4 comments on “… the fall of the Antifaschistischer Schutzwal

  1. Remember 1989, those glorious pictures on the News-

    I am not sure about preserving bits of wall. It is a memory of Oppression, which oppresses even now. I prefer to think of the fall of the wall, the heroism, the refusal of the soldiers to shoot, the collapse of the oligarchy.

    • a valid and very useful point, but surely the oppression, the humanity, and the hope is all part of the Wall?

      should we do away with Remembrance Day? Santayana wrote:

      “Progress, far from consisting in change, depends on retentiveness. When change is absolute there remains no being to improve and no direction is set for possible improvement: and when experience is not retained, as among savages, infancy is perpetual. Those who cannot remember the past are condemned to repeat it.”

      My logic concerning Berlin is uncertain as I love the city, it has learned from its tragic mistakes and moved on, owning its past.
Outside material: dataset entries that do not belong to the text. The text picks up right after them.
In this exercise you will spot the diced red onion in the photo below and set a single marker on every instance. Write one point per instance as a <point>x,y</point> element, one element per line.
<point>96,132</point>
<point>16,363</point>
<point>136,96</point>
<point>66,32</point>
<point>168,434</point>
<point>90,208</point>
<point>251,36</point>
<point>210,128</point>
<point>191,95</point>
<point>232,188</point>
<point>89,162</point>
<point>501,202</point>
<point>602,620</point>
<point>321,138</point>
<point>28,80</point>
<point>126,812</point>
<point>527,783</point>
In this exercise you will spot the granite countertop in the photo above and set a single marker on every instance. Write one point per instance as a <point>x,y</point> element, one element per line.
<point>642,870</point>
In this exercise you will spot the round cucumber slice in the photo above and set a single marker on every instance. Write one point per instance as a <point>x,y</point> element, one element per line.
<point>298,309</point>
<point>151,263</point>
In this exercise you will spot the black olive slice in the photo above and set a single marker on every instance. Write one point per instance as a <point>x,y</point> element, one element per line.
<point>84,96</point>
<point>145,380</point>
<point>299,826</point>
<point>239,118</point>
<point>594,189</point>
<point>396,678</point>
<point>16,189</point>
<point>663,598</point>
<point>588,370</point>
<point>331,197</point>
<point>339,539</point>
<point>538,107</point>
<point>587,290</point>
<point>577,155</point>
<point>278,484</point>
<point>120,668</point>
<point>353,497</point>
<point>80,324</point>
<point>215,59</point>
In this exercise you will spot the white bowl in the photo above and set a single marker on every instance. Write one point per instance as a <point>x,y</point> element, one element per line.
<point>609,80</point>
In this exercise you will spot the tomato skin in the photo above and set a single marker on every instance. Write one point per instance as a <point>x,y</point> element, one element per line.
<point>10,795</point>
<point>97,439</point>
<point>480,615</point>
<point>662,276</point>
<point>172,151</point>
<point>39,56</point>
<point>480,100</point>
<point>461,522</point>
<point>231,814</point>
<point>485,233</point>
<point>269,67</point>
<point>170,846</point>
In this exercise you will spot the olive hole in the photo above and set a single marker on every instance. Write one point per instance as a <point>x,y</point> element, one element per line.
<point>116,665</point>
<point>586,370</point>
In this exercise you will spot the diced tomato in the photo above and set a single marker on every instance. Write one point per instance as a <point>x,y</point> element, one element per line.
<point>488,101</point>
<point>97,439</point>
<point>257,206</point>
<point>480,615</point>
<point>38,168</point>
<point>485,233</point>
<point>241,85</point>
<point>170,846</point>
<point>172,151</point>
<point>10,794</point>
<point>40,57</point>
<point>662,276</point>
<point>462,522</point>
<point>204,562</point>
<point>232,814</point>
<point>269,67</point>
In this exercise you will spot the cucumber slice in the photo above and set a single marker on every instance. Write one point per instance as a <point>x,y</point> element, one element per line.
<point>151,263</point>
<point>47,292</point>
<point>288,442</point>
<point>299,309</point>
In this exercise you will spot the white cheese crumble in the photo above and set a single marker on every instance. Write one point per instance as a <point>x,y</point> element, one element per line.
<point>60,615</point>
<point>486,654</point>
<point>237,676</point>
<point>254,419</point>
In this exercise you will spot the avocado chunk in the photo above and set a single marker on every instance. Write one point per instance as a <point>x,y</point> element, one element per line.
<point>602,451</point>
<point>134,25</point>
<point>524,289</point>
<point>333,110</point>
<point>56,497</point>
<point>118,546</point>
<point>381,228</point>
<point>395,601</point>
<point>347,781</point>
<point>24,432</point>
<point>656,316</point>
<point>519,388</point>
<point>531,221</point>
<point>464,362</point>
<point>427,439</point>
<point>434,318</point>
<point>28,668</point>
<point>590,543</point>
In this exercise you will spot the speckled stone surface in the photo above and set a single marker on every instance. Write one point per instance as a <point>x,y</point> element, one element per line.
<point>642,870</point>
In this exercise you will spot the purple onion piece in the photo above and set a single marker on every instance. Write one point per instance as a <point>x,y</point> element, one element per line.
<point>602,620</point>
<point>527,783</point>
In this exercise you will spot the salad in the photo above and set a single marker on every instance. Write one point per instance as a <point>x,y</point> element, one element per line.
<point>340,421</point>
      again a useful perspective, and thanks for reading it

  2. Firstly, I apologise if this is incoherent. Its late and I’m tired but I’ve meant to reply for a few days so…

    Berlin did a strange thing to me a few years ago, it got under my skin in a way that nowhere else -even my home town – has and I genuinely miss the city when I’m not there. So I enjoy your Berlin based posts, you should write more of them 🙂

    I must say though that I disagree with this one. The wall needs to go – and not just because its a symbol of the DDR or of political control over citizenry – we both know that East German feelings about the DDR are far more complex and varied than that.

    Rather, the wall must go because its both those things as well as a symbol of humanity’s inability to work together. We spent 70yrs refusing to collaborate with the USSR and they with us whilst both sides were engaged in activity that the other would have done well to replicate – and avoid. If only we had been able to wed the personal freedom, healthcare, full employment and social cohesion whilst leaving aside the exploitation, greed, oppression and totalitarianism!. Instead, we hid behind a wall and called each other names whilst telling everyone who would listen how evil and intolerant the other side were.

    That lack of unity and of common cause is a problem that still haunts Germany today and one which still drives a wedge between the Ossis und Wessis. Right bang in the middle of it all, is a huge hulking monument to that intolerance, to that unwillingness to work together and to that inability to share ideas that may better humanity.

    Can The Wall be reclaimed? No, it is what it is, its a wall, a barrier designed to separate us fro our fellow man and prevent integration.

    Hope the above makes a little sense!

    Liam

    • thanks for your reply, if nothing else it is nice to see that other people read my ramblings.

      As I said my logic over the Berlin Wall is uncertain, but while I strongly respect other peoples views, I cannot help but feel it acts as monument to the bravery and suffering of the people over the political games of the East and the West. It surely can be seen as a symbol of the triumph of the citizen over the State, any State? It was not the politicians that knocked the wall down, it was the people. To me the Wall remains a symbol of the power of the people.

      If I wanted to be offended by anything in Berlin I would be offended by ‘Checkpoint Charlie’- a disneyfication of the tragedy of the politics of the post-war era.

      Perhaps the Wall can be seen as a symbol of a division that must be healed, a reminder of other cities that are divided by walls and societies that are divided, a lesson on what happens when we divide? I acknowledge I little or no right to comment on the Wall, I did not live in Berlin in the Cold War, and people who lived under the DDR have a different take on films like ‘Goodbye Lenin’ – but because of that I can see with more clarity?

      Should we demolish the Sans Soucci or the Arc d’Triomphe becuase they are reminders of imperial escapades, of the repression of the people and the wars of politicians?

      I see Berlin as the centre of European history, and a shining example of owning its past and moving that into a better future.

      Rambles I know, but I love Berlin as well, it is chilled and new, old and modern, a contradiction within itself. As someone said ‘Berlin is Germany’s naughty younger brother’ and even better ‘Berlin may be broke, but its sexy’.